Closed leightonvg closed 1 year ago

leightonvg commented 1 year ago

I have tried to warm-start AsyncEA search, but it seems to not work. Is there perhaps anything I am doing incorrectly?

I ran the following code to warm-start search with 25 individuals.

from gama import GamaClassifier
from gama.search_methods.async_ea import AsyncEA
from gama.postprocessing import EnsemblePostProcessing
from gama.genetic_programming.components.individual import Individual
from gama.configuration.classification import clf_config
from gama.configuration.parser import pset_from_config
from sklearn.pipeline import Pipeline

# function for individual to sklearn.Pipeline.pipeline
def ind_to_pipeline(ind: Individual):
    steps = []
    for i, primitive_node in reversed(list(enumerate(ind.primitives))):
        steps.append((str(i), primitive_node.str_nonrecursive))
    return Pipeline(steps)

primitive_set, _ = pset_from_config(clf_config)
pipelines = [
          "ExtraTreesClassifier(PolynomialFeatures(data, PolynomialFeatures.degree=2, PolynomialFeatures.include_bias=False, PolynomialFeatures.interaction_only=False), ExtraTreesClassifier.bootstrap=False, ExtraTreesClassifier.criterion='entropy', ExtraTreesClassifier.max_features=0.15000000000000002, min_samples_leaf=1, min_samples_split=13, ExtraTreesClassifier.n_estimators=100)",
          "ExtraTreesClassifier(StandardScaler(PolynomialFeatures(data, PolynomialFeatures.degree=2, PolynomialFeatures.include_bias=False, PolynomialFeatures.interaction_only=False)), ExtraTreesClassifier.bootstrap=False, ExtraTreesClassifier.criterion='gini', ExtraTreesClassifier.max_features=0.1, min_samples_leaf=1, min_samples_split=9, ExtraTreesClassifier.n_estimators=100)",
          ..........
          "ExtraTreesClassifier(PolynomialFeatures(data, PolynomialFeatures.degree=2, PolynomialFeatures.include_bias=False, PolynomialFeatures.interaction_only=False), ExtraTreesClassifier.bootstrap=False, ExtraTreesClassifier.criterion='gini', ExtraTreesClassifier.max_features=0.8, min_samples_leaf=8, min_samples_split=15, ExtraTreesClassifier.n_estimators=100)",
          "GradientBoostingClassifier(data, GradientBoostingClassifier.learning_rate=0.1, GradientBoostingClassifier.max_depth=9, GradientBoostingClassifier.max_features=0.8500000000000001, GradientBoostingClassifier.min_samples_leaf=9, GradientBoostingClassifier.min_samples_split=6, GradientBoostingClassifier.n_estimators=100, GradientBoostingClassifier.subsample=0.7500000000000001)"
]

# converting the individual string representations to actual individuals
warm_starters = []
for pipe in pipelines:
    ind = Individual.from_string(pipe, primitive_set, ind_to_pipeline)
    warm_starters.append(ind)

automl = GamaClassifier(
            scoring="neg_log_loss",
            max_total_time=120,
            store="logs",
            n_jobs=8,
            output_directory="test_store_warm_start2",
            search=AsyncEA(),
            post_processing=EnsemblePostProcessing(time_fraction=0.2, max_models=10000),
            verbosity=1,
        )
automl.fit_from_file("metadatabase_openml18cc/datasets/0.arff", warm_start=warm_starters)
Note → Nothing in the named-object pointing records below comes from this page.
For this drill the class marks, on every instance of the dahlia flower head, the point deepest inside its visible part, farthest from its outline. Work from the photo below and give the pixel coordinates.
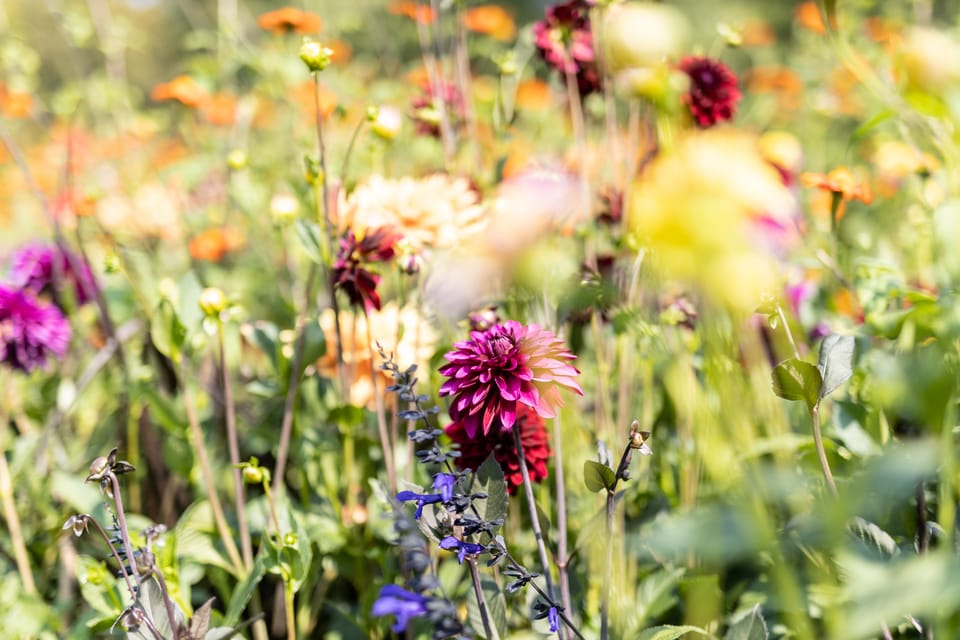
(31, 332)
(495, 371)
(46, 268)
(533, 438)
(435, 211)
(713, 94)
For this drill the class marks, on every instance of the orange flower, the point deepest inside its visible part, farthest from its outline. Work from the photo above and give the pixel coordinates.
(842, 184)
(808, 16)
(288, 20)
(183, 89)
(221, 109)
(492, 20)
(413, 10)
(214, 243)
(533, 94)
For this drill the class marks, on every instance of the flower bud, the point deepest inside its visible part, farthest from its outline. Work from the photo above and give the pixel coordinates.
(283, 208)
(212, 301)
(237, 159)
(387, 123)
(315, 55)
(641, 34)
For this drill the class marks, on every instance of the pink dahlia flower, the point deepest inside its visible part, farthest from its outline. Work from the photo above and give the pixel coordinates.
(713, 94)
(30, 331)
(508, 365)
(533, 437)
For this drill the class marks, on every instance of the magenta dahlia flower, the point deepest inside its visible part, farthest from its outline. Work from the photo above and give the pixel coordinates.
(533, 436)
(565, 42)
(508, 365)
(30, 331)
(49, 269)
(350, 273)
(713, 94)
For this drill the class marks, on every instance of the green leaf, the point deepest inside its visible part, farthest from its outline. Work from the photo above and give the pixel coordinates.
(749, 627)
(598, 476)
(795, 379)
(167, 331)
(308, 232)
(835, 362)
(670, 632)
(489, 479)
(244, 591)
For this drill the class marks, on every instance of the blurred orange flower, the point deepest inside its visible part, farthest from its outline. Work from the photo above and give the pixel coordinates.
(533, 94)
(808, 16)
(15, 104)
(289, 19)
(413, 10)
(183, 89)
(214, 243)
(492, 20)
(221, 109)
(842, 184)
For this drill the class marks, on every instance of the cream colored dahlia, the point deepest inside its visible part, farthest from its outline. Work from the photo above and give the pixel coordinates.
(435, 211)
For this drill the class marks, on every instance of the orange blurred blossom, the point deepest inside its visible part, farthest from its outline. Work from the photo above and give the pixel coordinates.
(289, 19)
(492, 20)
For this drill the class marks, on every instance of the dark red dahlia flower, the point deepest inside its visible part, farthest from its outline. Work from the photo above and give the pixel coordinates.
(30, 331)
(565, 42)
(713, 94)
(48, 269)
(533, 436)
(350, 274)
(426, 112)
(496, 371)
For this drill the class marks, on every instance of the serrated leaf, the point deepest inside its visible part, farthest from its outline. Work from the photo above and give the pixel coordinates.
(308, 233)
(598, 477)
(489, 479)
(795, 379)
(670, 632)
(749, 627)
(835, 362)
(244, 591)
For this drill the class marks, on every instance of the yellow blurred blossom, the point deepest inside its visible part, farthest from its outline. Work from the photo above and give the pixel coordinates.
(414, 347)
(435, 211)
(713, 212)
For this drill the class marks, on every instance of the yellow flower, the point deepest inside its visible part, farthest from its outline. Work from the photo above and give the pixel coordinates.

Which yields the following:

Error during auto ensemble: division by zero
Traceback (most recent call last):
  File "c:\Users\leigh\miniconda3\envs\thesis_gama\Lib\site-packages\gama\postprocessing\ensemble.py", line 520, in build_fit_ensemble
    ensemble.build_initial_ensemble(10)
  File "c:\Users\leigh\miniconda3\envs\thesis_gama\Lib\site-packages\gama\postprocessing\ensemble.py", line 261, in build_initial_ensemble
    self._ensemble_validation_score()
  File "c:\Users\leigh\miniconda3\envs\thesis_gama\Lib\site-packages\gama\postprocessing\ensemble.py", line 440, in _ensemble_validation_score
    prediction_to_validate = self._averaged_validation_predictions()
                             ^^^^^^^^^^^^^^^^^^^^^^^^^^^^^^^^^^^^^^^
  File "c:\Users\leigh\miniconda3\envs\thesis_gama\Lib\site-packages\gama\postprocessing\ensemble.py", line 236, in _averaged_validation_predictions
    return weighted_sum_predictions / self._total_model_weights()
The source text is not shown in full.